A: CuSO4(aq) + Na2CO3(aq) → CuCO3(s) + Na2SO4(aq)

Net ionic equation: Cu+2(aq) + CO3-2(aq) → CuCO3(s)

B: Fe(NO3)3(aq) + 3NaOH(aq) → Fe(OH)3(s) + 3Na(NO3)(aq)

Net ionic equation: Fe3+(aq)+ 3 OH-(aq) → Fe(OH)3(s)

Alt: FeCl3(aq) + 3NaOH(aq) → Fe(OH)3(s) + 3NaCl(aq)

Net ionic equation: Fe3+(aq) + 3OH-(aq) → Fe(OH)3(s)

C: CuSO4(aq) + CaCl2(aq) → CuCl2(aq) + CaSO4(s)

Net ionic equation: Ca+2(aq) + SO42-(aq) → CaSO4(s)

D: 2NaI(or 2KI)(aq) + Pb(NO3)2(aq) → PbI2(s) + 2Na(NO3) or 2K(NO3)(aq)

Net ionic equation: Pb2+(aq) + 2I-(aq) → PbI2(s)

E: 3Na2CO3(aq) + 2FeCl3 (aq) → Fe2(CO3)3(s) + 6NaCl(aq)

Net ionic equation: 2Fe+3(aq) + 3(CO3)2- → Fe2(CO3)3(s)

F: AgNO3(aq) + KCl(or KI)(aq) → AgCl (or AgI)(s) + KNO3(aq)

Net ionic equation: Ag+1(aq) + Cl(or I)-1(aq) → AgCl(s) or AgI(s)

G: Pb(NO3)2(aq) + Na(NO3) → no reaction. Both reactants are nitrate salts, which are water-soluble. No precipitation occurs.

NaI(s) → Na+(aq) + I-(aq)

Pb(NO3)2(aq) + 2NaI(aq) → PbI2(aq) + 2Na(NO3)

Net Ionic equation: Pb2+(aq) + 2I-(aq) → PbI2(s)

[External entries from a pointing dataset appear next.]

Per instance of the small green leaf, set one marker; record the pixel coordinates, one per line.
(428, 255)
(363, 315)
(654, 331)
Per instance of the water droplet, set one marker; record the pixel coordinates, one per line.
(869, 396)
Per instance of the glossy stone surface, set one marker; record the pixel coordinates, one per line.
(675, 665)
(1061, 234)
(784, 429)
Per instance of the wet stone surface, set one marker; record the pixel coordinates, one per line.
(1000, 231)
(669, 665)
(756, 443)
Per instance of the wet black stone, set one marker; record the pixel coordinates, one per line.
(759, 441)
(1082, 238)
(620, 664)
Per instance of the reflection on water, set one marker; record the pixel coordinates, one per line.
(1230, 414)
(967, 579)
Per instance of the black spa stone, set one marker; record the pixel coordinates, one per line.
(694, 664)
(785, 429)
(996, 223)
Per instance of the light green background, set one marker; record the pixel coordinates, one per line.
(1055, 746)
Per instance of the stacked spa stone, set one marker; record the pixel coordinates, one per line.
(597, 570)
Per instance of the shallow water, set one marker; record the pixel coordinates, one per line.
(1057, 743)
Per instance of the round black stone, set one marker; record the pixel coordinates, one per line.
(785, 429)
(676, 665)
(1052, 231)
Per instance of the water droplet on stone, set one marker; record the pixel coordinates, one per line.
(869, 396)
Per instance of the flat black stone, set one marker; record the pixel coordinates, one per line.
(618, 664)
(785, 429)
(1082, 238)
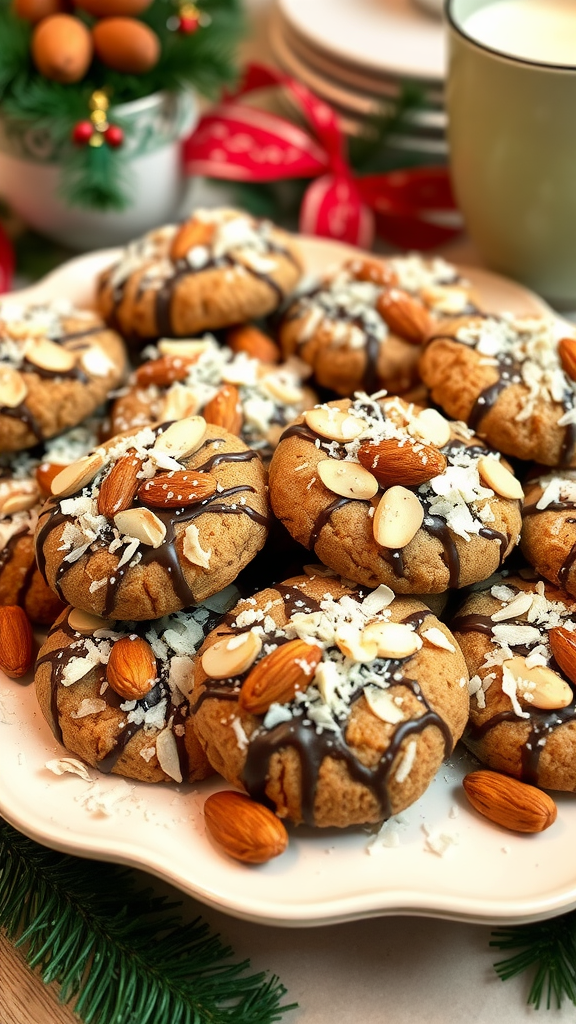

Lead is toxic. Silver nitrate can cause skin irritations. Sodium hydroxide is caustic and can cause skin irritations or burns. Use appropriate protective equipment, including gloves and safety glasses.


Dispose of solutions in proper aqueous waste containers. The solution containing iron hydroxide from reaction B can be saved and reused for Demo 4.10 – Hydroxide Clean-up. The solution containing iron carbonate from reaction E can be saved and reused for Demo 4.4 – Carbonates in acid.